No Tribunal do Júri, os jurados representam a sociedade
Segundo a jurista, o projeto de lei se choca com o Artigo 5º da Constituição, uma cláusula pétrea que estabelece as garantias fundamentais e, portanto, não pode ser modificado. O inciso XXXVIII estabelece a plenitude da defesa, ou seja, o direito de usar todos os meios possíveis para convencer os jurados, incluindo argumentos sociológicos, políticos, religiosos e morais. O mesmo inciso também dá soberania aos veredictos do Tribunal do Júri. “É urgente punir com rigor quem agride e mata mulheres, mas isso precisa ser feito dentro das bases da Constituição. No Brasil é comum que os legisladores busquem o caminho mais fácil, criando ou endurecendo leis que fazem muito barulho e dão voto, mas não resolvem o problema. Na prática, não muda nada, porque quando o jurado vota ele não precisa pensar em lei alguma”, diz.
Sem efeitoCom base no projeto de lei, se a defesa ou o réu alegar, diante do Júri, que o homicídio foi cometido em defesa da honra, o juiz deve anular o julgamento e convocar novos jurados para começar tudo de novo. “A Constituição de 1988 estabeleceu que os crimes contra a vida - homicídios e tentativas - são os únicos em que o julgamento final é da sociedade, e não dos magistrados. O jurado representa o povo no julgamento e não é obrigado a conhecer uma linha sequer do Código Penal”, ressalta a especialista em Tribunal do Júri.
Jacqueline Valles reforça que o jurado decide seu voto com base em seus princípios morais e pessoais, a partir das provas apresentadas a ele e dos argumentos da defesa e acusação. “Para que o povo não aceite que uma suposta ‘honra’ seja motivo para matar uma mulher, ele precisa de conscientização. É preciso mudar a mentalidade machista que move os agressores e assassinos de mulheres e faz com que parte da sociedade relativize esse tipo de crime. Temos que educar a população para que ela não tolere qualquer tipo de violência e discriminação. O jurado é uma amostra dessa sociedade. Uma lei que crie programas e ações educativas e de esclarecimento ajudaria muito mais as mulheres do que uma lei inconstitucional”, alerta.

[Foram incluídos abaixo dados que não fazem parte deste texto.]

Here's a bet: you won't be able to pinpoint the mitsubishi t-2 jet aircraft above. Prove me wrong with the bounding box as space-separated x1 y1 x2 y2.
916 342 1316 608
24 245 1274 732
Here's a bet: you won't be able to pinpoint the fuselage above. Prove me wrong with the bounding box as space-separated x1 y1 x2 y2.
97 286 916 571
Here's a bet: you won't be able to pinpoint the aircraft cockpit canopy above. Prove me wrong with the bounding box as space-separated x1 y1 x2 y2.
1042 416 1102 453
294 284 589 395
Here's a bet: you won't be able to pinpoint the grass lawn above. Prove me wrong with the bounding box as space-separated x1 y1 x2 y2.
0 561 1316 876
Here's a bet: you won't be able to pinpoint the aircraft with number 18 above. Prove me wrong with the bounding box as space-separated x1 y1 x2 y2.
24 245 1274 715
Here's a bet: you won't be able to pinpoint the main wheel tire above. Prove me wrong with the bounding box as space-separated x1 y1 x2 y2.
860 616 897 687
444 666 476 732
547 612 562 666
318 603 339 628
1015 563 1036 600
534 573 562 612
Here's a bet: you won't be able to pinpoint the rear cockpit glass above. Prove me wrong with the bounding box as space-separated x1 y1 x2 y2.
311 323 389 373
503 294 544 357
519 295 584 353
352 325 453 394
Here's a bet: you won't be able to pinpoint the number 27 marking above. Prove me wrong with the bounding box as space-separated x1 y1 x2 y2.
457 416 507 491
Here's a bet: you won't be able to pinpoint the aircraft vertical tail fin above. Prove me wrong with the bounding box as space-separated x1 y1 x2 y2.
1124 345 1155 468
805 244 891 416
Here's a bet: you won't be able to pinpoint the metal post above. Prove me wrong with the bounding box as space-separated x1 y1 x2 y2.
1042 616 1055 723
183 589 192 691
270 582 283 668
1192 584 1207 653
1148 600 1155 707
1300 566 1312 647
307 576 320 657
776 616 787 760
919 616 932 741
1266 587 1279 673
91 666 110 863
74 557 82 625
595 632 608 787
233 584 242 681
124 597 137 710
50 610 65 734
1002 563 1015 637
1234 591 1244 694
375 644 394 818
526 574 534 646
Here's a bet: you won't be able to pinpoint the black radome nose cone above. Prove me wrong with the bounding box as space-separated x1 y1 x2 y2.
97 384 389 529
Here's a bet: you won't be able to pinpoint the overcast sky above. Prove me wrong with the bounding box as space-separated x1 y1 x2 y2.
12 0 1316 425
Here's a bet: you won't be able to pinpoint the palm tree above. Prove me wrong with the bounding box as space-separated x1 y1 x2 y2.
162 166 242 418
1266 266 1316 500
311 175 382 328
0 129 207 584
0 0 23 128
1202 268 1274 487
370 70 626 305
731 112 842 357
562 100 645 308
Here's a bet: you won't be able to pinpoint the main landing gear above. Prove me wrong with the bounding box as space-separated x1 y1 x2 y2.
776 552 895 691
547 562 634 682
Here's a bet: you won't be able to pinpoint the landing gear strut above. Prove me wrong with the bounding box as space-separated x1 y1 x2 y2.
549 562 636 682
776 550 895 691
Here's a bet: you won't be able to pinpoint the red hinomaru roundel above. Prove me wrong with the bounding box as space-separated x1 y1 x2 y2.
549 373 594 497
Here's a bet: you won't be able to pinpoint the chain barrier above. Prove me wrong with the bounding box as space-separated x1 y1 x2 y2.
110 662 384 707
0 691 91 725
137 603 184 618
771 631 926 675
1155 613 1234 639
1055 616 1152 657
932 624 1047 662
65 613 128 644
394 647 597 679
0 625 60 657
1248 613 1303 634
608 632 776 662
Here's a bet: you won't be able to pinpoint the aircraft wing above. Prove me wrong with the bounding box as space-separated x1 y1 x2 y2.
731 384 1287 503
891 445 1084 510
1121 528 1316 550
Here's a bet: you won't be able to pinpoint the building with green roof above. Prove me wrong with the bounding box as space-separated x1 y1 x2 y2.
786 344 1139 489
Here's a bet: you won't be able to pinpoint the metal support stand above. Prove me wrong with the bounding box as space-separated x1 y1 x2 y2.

Jacqueline Valles é criminalista e mestre em Dreito Penal
EvoluçãoA advogada lembra que, no passado, não era incomum que réus que mataram por causa de time de futebol, por exemplo, tivessem as penas atenuadas. “Muitas vezes o júri considerava que se tratava de uma briga, em que os dois lados estavam errados, e não só o homicida. Isso resultava em atenuantes que reduziam até um terço da pena. Isso não acontece mais porque a sociedade entendeu que rixa esportiva não é motivo para tirar a vida de alguém. Os jurados passaram a não aceitar mais esse argumento e nem foi preciso mudar lei alguma, a educação e a conscientização mudaram isso. O mesmo exemplo vale para o argumento da defesa da honra, porque se o jurado for machista, não importa o que esteja escrito na lei, ele tende a absolver. “Quando a maioria da sociedade entender que não há honra ou moral que justifique a morte de uma mulher, os jurados também não precisarão de lei para decidir e condenar”, conclui.